Except for Linux API compatability, I'd prefer to see a better name.
SO_PEERNAME sounds like an alias for getpeername(), which it isn't.

>> We already have a better feature by having the kernel supply the
>> credentials of the sending process.  That makes SO_PEERNAME
>> unneeded.  See SCM_CREDS.

> Unfortunately, SCM_CREDS mechanisms pass credentials to the server
> only when the client sends data.  Thus the server cannot obtain
> credentials unless the client offers them.

This is not a big deal; you just define the protocol in question to
begin with the client sending something.

> By spawning connections and never sending data, a local user can
> consume connections and deny service anonymously.

There's no reason that PRU_CONNECT (or maybe unp_connect()) couldn't be
tweaked so that if the listening socket is set WANTCRED, a zero-length
message with SCM_CREDS is generated as part of the connect() operation
and is therefore available to the server immediately after accept().

> Moreover, many servers require credentials alone, and no data.

If the cost of a zero-byte send with SCM_CREDS is too high, I submit
sockets are a wrong IPC mechanism to use anyway. :-)

> 1. Server can obtain credentials of connect() caller.
> 2. Server can obtain credentials without depending on client to send data.

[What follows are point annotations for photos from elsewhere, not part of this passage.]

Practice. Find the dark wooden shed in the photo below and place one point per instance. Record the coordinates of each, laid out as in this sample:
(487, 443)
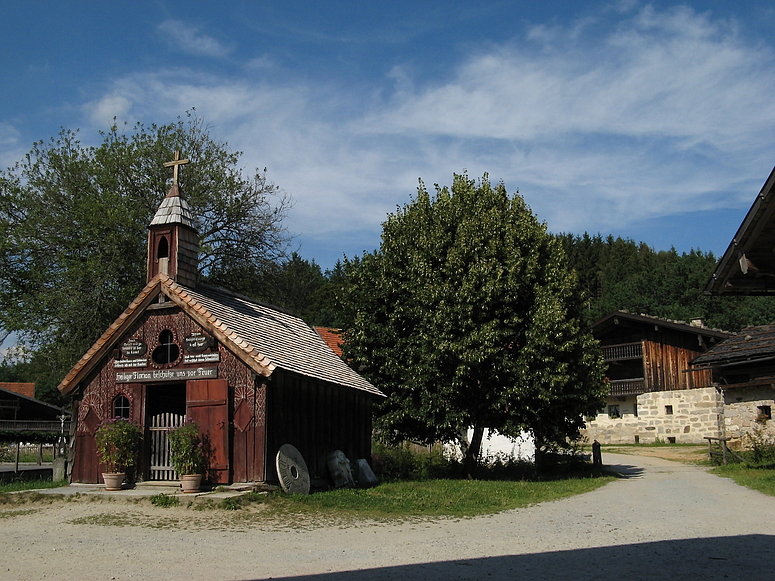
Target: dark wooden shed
(252, 376)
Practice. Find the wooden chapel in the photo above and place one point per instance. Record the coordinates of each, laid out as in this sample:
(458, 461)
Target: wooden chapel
(252, 376)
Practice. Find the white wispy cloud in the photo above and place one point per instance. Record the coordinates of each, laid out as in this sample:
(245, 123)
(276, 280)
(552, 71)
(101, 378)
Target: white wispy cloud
(189, 38)
(665, 112)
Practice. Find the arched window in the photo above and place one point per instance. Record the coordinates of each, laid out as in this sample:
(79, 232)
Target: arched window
(121, 407)
(167, 351)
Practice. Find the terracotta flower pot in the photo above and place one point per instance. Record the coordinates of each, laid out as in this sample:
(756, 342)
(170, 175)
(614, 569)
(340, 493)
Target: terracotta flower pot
(191, 482)
(113, 480)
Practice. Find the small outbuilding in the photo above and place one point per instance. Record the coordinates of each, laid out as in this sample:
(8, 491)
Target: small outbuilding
(252, 376)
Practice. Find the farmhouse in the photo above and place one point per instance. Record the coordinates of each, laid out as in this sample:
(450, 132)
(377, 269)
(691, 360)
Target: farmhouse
(252, 376)
(653, 393)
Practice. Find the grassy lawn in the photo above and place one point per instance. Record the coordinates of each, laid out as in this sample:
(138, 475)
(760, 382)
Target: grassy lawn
(29, 485)
(443, 497)
(761, 479)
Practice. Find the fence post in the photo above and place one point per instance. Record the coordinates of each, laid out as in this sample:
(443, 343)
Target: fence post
(597, 457)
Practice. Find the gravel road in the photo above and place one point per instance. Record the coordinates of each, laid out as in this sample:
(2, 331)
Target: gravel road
(663, 520)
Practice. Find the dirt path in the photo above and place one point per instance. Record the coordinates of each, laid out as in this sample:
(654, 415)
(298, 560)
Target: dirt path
(664, 520)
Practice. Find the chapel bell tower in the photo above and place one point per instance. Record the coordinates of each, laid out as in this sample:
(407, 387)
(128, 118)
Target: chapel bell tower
(173, 242)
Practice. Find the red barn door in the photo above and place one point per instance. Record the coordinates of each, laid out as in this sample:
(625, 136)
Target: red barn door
(207, 403)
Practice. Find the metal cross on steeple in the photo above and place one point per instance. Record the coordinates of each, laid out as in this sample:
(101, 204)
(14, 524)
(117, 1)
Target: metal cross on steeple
(175, 165)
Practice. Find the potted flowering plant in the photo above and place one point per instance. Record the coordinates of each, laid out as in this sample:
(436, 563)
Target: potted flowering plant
(118, 444)
(186, 455)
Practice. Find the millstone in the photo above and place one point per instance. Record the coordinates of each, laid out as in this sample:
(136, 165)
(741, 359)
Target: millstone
(292, 470)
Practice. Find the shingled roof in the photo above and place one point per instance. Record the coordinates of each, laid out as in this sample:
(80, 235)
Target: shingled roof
(263, 337)
(748, 265)
(749, 345)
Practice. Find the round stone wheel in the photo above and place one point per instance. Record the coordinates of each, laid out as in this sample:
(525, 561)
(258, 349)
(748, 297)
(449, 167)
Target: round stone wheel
(292, 470)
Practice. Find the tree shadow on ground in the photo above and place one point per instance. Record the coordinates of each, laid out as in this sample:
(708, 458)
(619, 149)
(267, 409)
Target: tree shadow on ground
(746, 557)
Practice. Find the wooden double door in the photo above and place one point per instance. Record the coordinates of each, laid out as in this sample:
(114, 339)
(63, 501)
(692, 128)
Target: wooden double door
(170, 405)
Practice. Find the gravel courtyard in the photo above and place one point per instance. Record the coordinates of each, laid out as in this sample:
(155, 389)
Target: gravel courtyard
(664, 520)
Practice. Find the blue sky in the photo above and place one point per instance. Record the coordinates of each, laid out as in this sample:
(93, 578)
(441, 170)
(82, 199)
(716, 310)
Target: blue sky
(653, 121)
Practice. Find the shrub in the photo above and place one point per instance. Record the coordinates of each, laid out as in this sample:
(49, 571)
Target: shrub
(761, 447)
(402, 463)
(164, 500)
(186, 449)
(118, 444)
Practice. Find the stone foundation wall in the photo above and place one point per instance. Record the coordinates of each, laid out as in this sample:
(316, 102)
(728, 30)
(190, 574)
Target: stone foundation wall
(742, 407)
(687, 416)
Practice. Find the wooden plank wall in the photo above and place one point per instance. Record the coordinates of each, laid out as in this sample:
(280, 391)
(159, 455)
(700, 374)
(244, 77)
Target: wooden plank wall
(317, 418)
(666, 356)
(250, 437)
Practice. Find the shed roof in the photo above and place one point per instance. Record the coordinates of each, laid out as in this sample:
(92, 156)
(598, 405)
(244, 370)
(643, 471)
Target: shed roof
(263, 337)
(750, 344)
(612, 320)
(31, 408)
(748, 265)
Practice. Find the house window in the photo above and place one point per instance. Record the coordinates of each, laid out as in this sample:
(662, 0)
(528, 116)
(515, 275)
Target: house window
(167, 351)
(121, 407)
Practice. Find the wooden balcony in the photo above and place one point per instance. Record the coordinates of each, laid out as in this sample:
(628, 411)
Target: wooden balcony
(627, 386)
(623, 351)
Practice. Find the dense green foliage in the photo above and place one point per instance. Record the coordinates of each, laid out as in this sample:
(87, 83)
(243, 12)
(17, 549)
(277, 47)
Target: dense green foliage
(118, 444)
(618, 274)
(73, 228)
(468, 315)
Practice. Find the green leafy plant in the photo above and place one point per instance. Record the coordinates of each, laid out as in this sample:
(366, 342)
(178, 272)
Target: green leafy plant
(164, 500)
(186, 449)
(118, 444)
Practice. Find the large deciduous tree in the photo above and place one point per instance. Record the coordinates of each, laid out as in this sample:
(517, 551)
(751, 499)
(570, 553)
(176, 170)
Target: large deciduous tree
(73, 227)
(468, 316)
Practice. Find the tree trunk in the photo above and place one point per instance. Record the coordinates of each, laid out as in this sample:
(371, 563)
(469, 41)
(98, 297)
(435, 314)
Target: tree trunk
(471, 458)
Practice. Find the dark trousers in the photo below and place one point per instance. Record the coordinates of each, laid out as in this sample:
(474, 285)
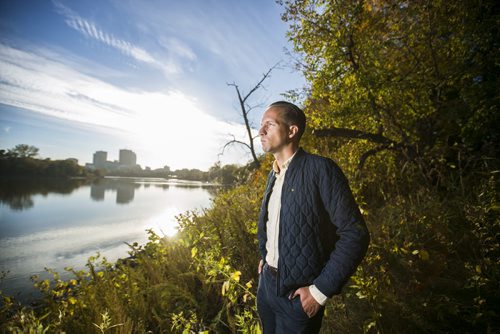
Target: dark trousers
(280, 314)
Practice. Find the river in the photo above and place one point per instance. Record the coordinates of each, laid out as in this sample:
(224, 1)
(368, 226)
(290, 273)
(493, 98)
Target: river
(61, 223)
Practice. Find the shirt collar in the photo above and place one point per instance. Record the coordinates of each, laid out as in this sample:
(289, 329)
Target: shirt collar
(278, 169)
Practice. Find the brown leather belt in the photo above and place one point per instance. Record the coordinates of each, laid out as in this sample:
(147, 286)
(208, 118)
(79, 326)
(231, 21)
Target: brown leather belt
(273, 270)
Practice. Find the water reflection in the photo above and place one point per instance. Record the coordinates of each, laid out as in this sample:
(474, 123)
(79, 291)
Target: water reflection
(60, 223)
(18, 194)
(125, 190)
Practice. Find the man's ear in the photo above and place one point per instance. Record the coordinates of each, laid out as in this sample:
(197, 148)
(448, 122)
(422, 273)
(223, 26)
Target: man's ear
(293, 130)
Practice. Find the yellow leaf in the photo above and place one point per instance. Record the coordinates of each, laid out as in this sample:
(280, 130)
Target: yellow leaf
(236, 276)
(424, 255)
(225, 287)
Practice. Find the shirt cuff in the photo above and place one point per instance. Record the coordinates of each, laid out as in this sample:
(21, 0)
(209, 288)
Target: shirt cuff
(318, 295)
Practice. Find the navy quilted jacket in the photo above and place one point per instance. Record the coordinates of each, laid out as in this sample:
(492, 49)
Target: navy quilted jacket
(322, 235)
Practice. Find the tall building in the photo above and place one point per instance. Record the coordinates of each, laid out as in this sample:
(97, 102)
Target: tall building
(127, 158)
(100, 158)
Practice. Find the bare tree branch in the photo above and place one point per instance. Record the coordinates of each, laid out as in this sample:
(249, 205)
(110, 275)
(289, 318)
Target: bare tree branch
(245, 109)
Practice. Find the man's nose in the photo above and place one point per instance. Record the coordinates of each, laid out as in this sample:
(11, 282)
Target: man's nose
(262, 131)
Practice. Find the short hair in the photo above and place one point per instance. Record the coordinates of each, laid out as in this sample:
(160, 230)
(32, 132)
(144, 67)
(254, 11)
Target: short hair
(292, 115)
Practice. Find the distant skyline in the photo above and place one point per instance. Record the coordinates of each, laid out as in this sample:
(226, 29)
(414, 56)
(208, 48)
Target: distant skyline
(151, 76)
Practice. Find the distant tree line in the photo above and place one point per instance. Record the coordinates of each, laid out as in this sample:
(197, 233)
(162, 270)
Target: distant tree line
(21, 161)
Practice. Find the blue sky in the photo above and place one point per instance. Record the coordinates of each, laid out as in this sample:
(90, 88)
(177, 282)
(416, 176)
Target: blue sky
(81, 76)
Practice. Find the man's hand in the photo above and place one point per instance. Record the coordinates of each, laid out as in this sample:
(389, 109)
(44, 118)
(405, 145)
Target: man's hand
(309, 304)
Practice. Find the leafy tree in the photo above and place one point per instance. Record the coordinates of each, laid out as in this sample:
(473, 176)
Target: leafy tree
(24, 151)
(419, 78)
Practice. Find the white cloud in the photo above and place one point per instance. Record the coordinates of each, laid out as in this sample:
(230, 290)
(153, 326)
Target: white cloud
(90, 30)
(165, 127)
(179, 48)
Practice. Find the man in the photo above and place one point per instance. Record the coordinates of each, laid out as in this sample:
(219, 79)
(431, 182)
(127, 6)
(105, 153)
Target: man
(311, 233)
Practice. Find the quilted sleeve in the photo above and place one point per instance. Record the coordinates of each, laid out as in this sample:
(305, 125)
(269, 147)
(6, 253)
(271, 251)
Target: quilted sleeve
(353, 236)
(261, 227)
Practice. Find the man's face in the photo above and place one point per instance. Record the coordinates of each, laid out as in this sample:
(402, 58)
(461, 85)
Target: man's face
(274, 133)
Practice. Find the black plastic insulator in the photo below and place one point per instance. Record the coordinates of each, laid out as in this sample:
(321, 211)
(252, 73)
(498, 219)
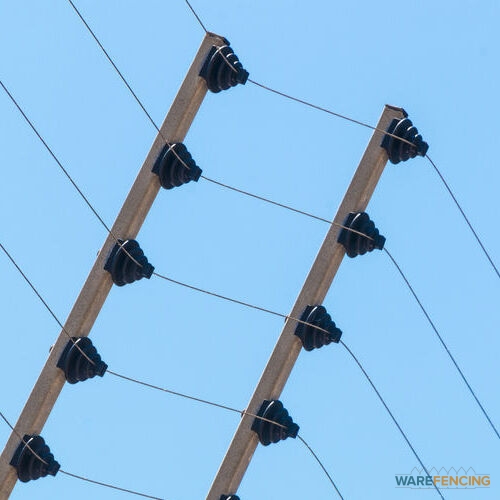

> So far as I know, the current kernel lacks sufficient support to
> implement getpeereid().  In particular, SCM_CREDS meets condition (1)
> but fails to meet condition (2).

I don't think it does meet condition 1.  SCM_CREDS sends the
credentials of the process doing the sendmsg, right?  (That's what the
code I have at hand appears to do.)  This does not necessarily bear any
relationship to the credentials of the process that did the connect,
either then or (if it still exists) now.